DLes cris déchirent la nuit. Ce 10 mai 2022, vers 2 heures du matin, une patrouille de la police municipale de Biarritz a été appelée pour une bagarre entre sans-abri, dans les détours de la Côte des Basques. Lorsqu’il s’agit de combats, les autorités trouvent cela horrible. Piotr, taché de sang, subit le martyre. Quinze pour cent de son corps, tête comprise, ont été brûlés. Sans l’intervention des secours, il serait décédé. Deux ans et demi plus tard, le procès de son agresseur présumé s’ouvrira jeudi 28 novembre. Pendant deux jours, Anthony Baumgartner, 24 ans, répondra de tentative de meurtre devant la cour d’assises des Pyrénées-Atlantiques, à Pau.

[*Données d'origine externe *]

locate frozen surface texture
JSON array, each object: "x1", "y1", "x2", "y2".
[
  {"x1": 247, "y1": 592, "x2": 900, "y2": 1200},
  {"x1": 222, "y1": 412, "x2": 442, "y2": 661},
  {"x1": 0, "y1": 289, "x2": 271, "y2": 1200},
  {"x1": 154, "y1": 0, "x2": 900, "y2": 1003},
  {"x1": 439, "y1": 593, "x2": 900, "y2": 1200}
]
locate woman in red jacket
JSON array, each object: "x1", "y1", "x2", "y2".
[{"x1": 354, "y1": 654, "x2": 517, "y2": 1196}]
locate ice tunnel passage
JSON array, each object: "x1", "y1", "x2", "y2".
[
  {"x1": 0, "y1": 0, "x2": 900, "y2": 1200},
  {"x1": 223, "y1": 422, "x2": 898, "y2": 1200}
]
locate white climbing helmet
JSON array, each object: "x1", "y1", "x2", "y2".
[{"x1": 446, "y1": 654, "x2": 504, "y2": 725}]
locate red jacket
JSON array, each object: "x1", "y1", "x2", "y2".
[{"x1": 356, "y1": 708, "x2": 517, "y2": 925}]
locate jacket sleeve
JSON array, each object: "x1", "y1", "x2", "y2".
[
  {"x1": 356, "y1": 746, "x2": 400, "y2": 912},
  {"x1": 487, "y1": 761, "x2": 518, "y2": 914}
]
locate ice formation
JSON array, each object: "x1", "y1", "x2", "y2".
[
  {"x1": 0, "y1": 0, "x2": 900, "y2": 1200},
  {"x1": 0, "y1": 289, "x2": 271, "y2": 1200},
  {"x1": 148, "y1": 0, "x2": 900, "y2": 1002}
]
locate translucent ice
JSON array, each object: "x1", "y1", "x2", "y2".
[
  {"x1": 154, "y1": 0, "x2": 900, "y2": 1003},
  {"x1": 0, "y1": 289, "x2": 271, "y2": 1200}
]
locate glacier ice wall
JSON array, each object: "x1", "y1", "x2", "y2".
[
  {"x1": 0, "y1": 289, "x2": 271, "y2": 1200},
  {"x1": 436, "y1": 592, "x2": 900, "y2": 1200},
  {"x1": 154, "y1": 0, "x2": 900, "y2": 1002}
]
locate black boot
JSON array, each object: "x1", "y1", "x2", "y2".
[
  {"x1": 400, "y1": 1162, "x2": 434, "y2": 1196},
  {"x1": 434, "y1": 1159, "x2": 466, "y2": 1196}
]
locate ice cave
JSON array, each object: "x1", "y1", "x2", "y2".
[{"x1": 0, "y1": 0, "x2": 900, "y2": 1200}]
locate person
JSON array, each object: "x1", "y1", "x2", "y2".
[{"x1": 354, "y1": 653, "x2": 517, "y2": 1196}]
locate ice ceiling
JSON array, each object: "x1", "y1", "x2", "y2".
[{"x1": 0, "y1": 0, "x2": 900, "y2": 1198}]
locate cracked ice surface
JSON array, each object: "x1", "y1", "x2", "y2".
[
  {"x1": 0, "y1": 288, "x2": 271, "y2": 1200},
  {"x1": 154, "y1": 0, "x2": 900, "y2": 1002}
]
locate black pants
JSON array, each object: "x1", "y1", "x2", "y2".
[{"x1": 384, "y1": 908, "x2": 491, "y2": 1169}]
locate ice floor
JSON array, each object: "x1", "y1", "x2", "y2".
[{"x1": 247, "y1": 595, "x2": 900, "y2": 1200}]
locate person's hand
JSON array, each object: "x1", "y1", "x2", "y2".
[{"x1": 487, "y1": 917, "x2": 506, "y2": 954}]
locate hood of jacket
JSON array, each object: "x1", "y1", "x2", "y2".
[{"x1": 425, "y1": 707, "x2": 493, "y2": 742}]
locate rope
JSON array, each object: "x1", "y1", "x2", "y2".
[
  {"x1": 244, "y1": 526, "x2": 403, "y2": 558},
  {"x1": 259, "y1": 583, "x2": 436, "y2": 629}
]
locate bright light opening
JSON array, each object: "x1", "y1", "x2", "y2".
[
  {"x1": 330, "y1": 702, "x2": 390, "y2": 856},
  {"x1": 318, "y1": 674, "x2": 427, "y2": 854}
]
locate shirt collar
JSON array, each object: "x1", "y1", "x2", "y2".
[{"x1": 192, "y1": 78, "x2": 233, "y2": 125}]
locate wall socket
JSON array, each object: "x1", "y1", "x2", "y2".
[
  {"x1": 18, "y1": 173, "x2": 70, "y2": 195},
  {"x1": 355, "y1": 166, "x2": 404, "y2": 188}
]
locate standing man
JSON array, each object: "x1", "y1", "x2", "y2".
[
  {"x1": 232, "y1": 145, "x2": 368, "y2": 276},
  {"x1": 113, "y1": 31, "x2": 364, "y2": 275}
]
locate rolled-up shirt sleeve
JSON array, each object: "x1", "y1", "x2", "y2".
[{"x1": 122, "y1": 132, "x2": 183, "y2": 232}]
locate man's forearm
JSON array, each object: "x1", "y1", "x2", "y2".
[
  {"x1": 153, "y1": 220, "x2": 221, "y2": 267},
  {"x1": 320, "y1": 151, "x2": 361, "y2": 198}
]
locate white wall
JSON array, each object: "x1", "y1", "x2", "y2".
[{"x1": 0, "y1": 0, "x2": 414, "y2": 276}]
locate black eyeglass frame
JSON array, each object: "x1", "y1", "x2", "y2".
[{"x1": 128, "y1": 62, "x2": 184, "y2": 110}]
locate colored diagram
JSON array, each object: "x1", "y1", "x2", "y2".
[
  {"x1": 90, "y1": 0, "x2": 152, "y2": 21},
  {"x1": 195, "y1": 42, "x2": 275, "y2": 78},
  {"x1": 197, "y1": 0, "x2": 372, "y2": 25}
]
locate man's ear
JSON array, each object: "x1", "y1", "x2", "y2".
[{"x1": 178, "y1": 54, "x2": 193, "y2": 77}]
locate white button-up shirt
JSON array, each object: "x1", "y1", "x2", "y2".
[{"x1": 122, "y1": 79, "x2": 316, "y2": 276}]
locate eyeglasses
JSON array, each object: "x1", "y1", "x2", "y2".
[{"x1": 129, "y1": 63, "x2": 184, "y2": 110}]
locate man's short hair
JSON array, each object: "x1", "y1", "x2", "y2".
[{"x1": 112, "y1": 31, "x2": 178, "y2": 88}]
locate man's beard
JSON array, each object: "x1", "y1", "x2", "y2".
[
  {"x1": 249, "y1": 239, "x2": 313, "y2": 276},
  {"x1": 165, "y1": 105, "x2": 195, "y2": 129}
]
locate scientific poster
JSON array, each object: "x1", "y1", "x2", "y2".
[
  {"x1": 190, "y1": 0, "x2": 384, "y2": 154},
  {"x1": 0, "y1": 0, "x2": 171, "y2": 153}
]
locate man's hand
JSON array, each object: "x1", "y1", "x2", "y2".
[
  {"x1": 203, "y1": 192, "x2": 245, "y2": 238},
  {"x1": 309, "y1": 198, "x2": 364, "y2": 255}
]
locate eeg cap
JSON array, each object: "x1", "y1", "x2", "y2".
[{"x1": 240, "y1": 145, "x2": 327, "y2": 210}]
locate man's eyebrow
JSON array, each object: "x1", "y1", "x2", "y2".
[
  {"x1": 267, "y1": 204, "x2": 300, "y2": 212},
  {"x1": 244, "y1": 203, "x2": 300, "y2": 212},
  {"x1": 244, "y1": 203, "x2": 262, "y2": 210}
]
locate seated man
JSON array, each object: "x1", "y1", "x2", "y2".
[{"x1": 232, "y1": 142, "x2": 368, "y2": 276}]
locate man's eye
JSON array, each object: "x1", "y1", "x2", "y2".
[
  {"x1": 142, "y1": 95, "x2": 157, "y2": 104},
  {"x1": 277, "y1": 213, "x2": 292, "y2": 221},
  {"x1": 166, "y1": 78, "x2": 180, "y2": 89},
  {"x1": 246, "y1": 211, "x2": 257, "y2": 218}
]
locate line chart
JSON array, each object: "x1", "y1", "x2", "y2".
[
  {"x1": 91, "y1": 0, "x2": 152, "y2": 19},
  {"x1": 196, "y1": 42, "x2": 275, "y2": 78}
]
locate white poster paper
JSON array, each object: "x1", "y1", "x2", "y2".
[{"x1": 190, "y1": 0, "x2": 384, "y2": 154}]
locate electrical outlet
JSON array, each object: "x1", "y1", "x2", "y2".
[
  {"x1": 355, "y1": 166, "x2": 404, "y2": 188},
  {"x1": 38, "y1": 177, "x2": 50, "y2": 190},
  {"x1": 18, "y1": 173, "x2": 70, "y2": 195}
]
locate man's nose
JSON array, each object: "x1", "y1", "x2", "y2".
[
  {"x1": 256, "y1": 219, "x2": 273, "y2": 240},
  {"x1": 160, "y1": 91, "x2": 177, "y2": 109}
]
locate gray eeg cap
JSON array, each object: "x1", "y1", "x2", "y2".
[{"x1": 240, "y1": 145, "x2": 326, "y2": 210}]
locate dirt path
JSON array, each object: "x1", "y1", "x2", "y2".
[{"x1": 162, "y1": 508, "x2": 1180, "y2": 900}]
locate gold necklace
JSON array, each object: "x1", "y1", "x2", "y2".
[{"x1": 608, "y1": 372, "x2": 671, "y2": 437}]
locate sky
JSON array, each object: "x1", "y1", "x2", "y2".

La justice lui reproche d’avoir aspergé Piotr d’alcool dénaturé, avant de lui mettre le feu avec un briquet. «Mon client conteste fermement les faits et dénonce la faiblesse des témoignages», explique Me Bernard-Frank Macera. La victime a changé son récit à plusieurs reprises, admettant également qu’elle n’avait pas vu directement la personne qui l’avait aspergé. »
Barbecue irrigué
Ce soir-là, les réprouvés se rassemblent sur la promenade piétonne. Une dizaine de défavorisés se pressent autour d’une bouche d’égout transformée en barbecue. Piotr joue aux échecs avec l’un d’eux. L’océan et la bouteille à l’horizon. Certains noient leurs inquiétudes depuis l’après-midi. Pendant deux ans, l’enquête a œuvré pour retrouver certains d’entre eux. Distinguer le vrai du faux dans leurs souvenirs anesthésiés.
Piotr ne comprit pas tout de suite qu’il avait été brûlé par une flamme. Les médecins ont d’abord pensé qu’il s’agissait d’acide. Depuis l’hôpital, cependant, il désigne « Antonio » comme son bourreau. Une semaine plus tôt, il avait fait don de 20 euros à Anthony Baumgartner et à un certain « Omar » qui n’a jamais été identifié. Ils ont dû acheter de la vodka. Leur créancier n’a plus jamais bu une goutte ni revu la couleur du billet. Son amertume s’était transformée en insultes. Au soir des faits, Anthony Baumgartner souhaitait régler le différend.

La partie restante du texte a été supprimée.